In a sufficantly large star, say a red giant, the outer layer density would be as low as only a couple atmospheres. A ship built to take the incredable heat and relativly high pressure as compared to space could fly around inside a star for a time. In game terms a very high thermal and kinetic resistance, probably around 90%, would be needed to even consider entering a star.
Once inside a star not even a titan using its DDD would cause it to go nova, it might heat up a little, but not in any noticable way. However, say you took an orca into it and scooped up as much Helium as you could from as close to the core as you could get. In theory if you could scoop enough from one place then get the hell out before that little pocket of what would fuel the star's fusion process wouldn't, the star would collapse untill the fusion process starts up again, violently, causing a massive nova. But it would be anything from an exact science, take too little and the star just flares threateningly, take too much and the fusion process dosn't restart leaving a white dwarf.
Probably a more effective weapon would be causing a star to flare, dump enough hydrogen into one spot on the star's surface should cause a miniature nova. A little more controlled, less dangerous for the unfortunet orca pilot, and less destructive. Also messing with the star's magnetic feild can cause a mass ejection...

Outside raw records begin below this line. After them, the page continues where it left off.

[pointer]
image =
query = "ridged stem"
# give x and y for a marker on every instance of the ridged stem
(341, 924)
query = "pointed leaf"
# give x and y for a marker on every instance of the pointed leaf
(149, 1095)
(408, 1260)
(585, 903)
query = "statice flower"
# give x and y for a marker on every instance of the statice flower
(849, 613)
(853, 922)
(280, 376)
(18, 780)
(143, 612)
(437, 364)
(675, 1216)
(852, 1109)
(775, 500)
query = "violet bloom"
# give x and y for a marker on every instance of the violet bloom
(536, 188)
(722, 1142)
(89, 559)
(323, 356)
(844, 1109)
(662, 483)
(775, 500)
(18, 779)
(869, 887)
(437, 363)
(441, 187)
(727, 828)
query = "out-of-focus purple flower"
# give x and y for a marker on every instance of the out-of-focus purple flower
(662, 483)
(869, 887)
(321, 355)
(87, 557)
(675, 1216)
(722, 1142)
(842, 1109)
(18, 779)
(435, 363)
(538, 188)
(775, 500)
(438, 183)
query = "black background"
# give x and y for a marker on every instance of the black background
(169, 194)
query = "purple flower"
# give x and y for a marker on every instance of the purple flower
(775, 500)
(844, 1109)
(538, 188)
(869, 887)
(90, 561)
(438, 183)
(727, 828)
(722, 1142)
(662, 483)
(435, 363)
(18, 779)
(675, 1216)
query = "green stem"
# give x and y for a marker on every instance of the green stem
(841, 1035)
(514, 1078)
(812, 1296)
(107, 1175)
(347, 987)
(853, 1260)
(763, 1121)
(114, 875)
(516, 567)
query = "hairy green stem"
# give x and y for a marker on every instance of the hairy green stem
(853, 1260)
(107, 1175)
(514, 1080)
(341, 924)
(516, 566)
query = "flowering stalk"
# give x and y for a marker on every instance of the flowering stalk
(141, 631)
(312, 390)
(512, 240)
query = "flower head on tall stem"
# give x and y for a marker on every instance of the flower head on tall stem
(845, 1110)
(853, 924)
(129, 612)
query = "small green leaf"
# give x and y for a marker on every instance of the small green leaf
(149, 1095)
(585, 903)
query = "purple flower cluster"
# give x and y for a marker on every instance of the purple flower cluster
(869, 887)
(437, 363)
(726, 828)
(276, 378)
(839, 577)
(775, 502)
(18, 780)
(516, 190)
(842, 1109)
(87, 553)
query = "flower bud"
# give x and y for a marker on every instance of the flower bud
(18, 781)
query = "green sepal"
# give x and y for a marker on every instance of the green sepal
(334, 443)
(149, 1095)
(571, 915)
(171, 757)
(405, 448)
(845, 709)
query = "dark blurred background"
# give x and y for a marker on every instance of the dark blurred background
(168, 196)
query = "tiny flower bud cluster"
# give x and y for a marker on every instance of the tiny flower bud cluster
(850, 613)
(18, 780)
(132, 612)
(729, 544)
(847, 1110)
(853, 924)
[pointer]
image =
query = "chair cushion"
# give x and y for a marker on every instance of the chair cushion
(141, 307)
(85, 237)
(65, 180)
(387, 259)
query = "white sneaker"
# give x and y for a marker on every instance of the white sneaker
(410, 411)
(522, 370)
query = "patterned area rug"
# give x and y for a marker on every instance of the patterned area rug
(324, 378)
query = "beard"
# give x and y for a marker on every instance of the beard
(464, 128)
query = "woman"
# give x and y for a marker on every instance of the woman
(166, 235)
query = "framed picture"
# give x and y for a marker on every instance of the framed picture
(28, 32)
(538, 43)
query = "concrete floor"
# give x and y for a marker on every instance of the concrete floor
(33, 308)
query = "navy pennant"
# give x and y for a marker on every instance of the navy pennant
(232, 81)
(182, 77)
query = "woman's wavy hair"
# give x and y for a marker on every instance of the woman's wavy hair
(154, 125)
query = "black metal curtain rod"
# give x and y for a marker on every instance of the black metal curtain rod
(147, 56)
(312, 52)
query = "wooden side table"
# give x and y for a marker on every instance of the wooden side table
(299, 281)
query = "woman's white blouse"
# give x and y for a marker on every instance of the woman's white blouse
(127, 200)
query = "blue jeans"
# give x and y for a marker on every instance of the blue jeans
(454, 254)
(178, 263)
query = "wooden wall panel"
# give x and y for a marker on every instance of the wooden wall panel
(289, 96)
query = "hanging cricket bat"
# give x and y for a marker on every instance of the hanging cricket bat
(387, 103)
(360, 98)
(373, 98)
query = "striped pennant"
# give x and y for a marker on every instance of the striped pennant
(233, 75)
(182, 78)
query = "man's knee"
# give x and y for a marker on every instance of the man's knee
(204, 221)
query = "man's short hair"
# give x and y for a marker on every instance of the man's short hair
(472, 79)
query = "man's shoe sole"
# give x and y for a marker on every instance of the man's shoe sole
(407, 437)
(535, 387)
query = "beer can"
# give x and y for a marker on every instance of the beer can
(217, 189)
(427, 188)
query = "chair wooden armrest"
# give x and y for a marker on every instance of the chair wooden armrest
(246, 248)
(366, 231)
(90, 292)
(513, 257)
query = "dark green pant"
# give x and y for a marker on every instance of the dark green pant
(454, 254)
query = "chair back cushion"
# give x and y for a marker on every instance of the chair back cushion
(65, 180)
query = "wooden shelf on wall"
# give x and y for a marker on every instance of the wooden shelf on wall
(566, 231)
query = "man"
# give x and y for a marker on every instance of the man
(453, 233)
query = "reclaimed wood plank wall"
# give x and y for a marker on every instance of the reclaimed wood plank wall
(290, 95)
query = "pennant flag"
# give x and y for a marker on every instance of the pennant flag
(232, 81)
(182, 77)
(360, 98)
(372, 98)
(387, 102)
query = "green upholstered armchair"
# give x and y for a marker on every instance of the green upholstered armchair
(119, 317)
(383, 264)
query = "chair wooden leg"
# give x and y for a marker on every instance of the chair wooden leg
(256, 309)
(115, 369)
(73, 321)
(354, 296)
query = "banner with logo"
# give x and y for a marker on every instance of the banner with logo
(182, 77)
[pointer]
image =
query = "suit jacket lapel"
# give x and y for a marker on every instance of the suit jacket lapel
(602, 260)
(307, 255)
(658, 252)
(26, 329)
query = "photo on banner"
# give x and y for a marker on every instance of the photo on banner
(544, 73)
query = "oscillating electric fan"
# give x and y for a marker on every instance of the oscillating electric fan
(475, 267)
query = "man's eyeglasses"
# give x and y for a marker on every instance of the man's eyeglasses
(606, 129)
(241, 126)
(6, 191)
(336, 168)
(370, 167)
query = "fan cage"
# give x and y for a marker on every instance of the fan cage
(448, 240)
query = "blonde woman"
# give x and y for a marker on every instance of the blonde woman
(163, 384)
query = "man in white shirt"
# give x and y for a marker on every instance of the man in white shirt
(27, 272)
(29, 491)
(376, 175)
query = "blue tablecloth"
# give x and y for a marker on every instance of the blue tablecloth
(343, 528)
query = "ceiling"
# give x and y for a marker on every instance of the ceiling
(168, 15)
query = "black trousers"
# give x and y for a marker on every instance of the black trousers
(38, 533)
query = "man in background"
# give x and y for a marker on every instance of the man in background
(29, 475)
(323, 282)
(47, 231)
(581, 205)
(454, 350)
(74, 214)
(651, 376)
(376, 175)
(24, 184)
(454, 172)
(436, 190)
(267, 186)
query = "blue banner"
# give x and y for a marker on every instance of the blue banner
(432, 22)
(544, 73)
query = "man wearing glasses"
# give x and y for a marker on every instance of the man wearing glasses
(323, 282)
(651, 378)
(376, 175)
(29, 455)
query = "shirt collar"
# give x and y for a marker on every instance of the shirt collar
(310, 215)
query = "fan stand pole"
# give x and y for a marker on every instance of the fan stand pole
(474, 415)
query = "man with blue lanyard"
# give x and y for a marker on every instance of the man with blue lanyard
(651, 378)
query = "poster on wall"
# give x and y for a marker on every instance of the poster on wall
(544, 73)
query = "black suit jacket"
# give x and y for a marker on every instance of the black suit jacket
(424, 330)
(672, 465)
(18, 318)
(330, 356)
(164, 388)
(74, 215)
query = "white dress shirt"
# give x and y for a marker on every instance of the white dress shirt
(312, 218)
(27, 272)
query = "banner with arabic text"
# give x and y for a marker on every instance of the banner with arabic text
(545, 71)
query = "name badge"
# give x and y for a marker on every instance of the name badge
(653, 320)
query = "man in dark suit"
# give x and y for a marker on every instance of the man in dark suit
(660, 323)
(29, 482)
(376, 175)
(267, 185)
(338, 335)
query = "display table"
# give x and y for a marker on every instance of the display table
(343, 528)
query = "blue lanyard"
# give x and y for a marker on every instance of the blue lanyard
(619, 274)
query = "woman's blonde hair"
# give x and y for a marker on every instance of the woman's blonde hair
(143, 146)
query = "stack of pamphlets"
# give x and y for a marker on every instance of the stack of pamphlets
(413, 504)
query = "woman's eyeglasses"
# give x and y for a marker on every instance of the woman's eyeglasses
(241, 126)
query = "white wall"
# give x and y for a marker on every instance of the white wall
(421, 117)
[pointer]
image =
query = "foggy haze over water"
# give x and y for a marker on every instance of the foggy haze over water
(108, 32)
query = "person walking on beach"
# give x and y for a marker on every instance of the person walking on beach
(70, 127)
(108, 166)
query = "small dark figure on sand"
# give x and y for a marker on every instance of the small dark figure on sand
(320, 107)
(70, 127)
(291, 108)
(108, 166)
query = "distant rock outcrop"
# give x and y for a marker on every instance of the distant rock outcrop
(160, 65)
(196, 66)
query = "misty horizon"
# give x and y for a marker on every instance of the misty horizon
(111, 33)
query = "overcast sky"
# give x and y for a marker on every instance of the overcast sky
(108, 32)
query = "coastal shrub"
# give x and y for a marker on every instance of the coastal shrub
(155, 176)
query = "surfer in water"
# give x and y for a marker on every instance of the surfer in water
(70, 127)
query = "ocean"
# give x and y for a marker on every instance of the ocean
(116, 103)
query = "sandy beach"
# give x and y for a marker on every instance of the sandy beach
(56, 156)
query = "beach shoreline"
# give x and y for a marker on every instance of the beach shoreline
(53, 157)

Tell you the truth, if you want to take out a space station, planet or something, throw an asteroid at it. Just get that titan to fire a couple shots at it, de-orbit it and play bowling. It's hard to see coming, destructive and very difficult to stop. Sanitizing an entire system by causing a star to nova is cool in theory, but you don't really want to do it, it leaves nothing to capture.
Some sound scientific reasoning there, sir - kudos. The idea you mentioned about capturing an asteroid was actually used in a sci-fi series; Bablyon 5 had an episode where the Centarii were sieging the Naarn homeworld using something they called Mass Drivers, which were essentially asteroids fired directly at a planet using some kind of gravity slingshot.
In terms of a WMD, if the asteroid had a sufficiently high magnetic content, it could in theory be used with a Titan sized rail gun of some description, or if we want to get really advanced, a converted acceleration gate would give you an asteroid travelling at warp speed. Now I dont care how advanced an early warning system you have, a warp speed asteroid would cause horrific damage to anything that wasn't a star.